Prominent economist Mohamed El-Erian highlighted Bloomberg Opinion columnist John Authers‘ analysis showing how inflation could derail President-elect Donald Trump‘s economic agenda before it begins, as markets await crucial December Consumer Price Index data.
What Happened: El-Erian, Chief Economic Advisor at Allianz, shared Authers’ opinion piece on Tuesday revealing stark political divisions in inflation expectations. According to Authers’ analysis of University of Michigan data, Democrats anticipate 4% inflation while Republicans project just 0.1% – a historically low level not seen in nearly 70 years without major oil price declines.
The December CPI report, due Wednesday, is expected to show headline inflation rising to 2.9% year-over-year from November’s 2.7%, according to consensus estimates. Core inflation, excluding food and energy, is forecast to hold steady at 3.3%.
Market indicators suggest persistent inflation pressures. Authers notes the 10-year breakeven rate, measuring market-based inflation expectations, has climbed to the top of its two-year range. The University of Michigan’s consumer survey showed five-year inflation expectations at 3.3%, the highest since 2008.
Why It Matters: “If inflation remains sticky, monetary policymakers will be responsible,” said Joe Lavorgna, former Trump administration economic advisor at SMBC Nikko, questioning the Federal Reserve’s recent rate cuts despite upward revisions to growth and inflation forecasts.
The inflation outlook complicates Trump’s proposed economic policies, including planned tariffs that could fuel price pressures.

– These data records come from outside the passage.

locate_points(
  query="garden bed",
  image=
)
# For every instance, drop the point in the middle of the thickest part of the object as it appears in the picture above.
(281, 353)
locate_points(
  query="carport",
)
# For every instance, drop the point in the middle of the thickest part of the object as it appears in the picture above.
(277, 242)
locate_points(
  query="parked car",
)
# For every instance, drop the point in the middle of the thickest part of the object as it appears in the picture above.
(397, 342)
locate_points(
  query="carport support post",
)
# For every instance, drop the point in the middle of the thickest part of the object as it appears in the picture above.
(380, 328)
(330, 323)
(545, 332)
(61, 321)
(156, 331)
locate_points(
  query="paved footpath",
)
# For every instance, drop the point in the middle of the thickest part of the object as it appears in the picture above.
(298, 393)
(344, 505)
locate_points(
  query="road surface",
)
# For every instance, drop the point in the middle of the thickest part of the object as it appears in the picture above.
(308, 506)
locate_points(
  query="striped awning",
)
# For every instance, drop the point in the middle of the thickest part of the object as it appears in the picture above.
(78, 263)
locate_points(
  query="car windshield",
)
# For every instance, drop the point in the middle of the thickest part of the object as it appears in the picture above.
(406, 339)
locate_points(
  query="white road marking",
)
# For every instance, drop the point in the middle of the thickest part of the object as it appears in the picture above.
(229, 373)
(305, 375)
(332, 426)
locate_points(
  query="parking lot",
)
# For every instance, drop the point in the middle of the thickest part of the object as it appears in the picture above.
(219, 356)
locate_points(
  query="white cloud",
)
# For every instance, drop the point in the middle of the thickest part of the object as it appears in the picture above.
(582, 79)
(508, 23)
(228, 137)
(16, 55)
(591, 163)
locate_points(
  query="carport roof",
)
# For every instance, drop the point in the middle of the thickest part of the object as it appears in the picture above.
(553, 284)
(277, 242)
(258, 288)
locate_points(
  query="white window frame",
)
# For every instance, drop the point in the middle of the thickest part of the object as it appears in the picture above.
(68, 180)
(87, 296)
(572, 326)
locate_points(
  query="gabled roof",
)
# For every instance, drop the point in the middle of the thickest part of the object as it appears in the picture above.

While reports show that the Trump team is studying gradual tariff increases under emergency powers, any significant trade barriers could challenge efforts to contain inflation.
Fed funds futures currently show a 55% probability of rate cuts by June 2025, though persistent inflation could delay monetary easing into late 2025 or 2026, potentially constraining Trump’s growth initiatives.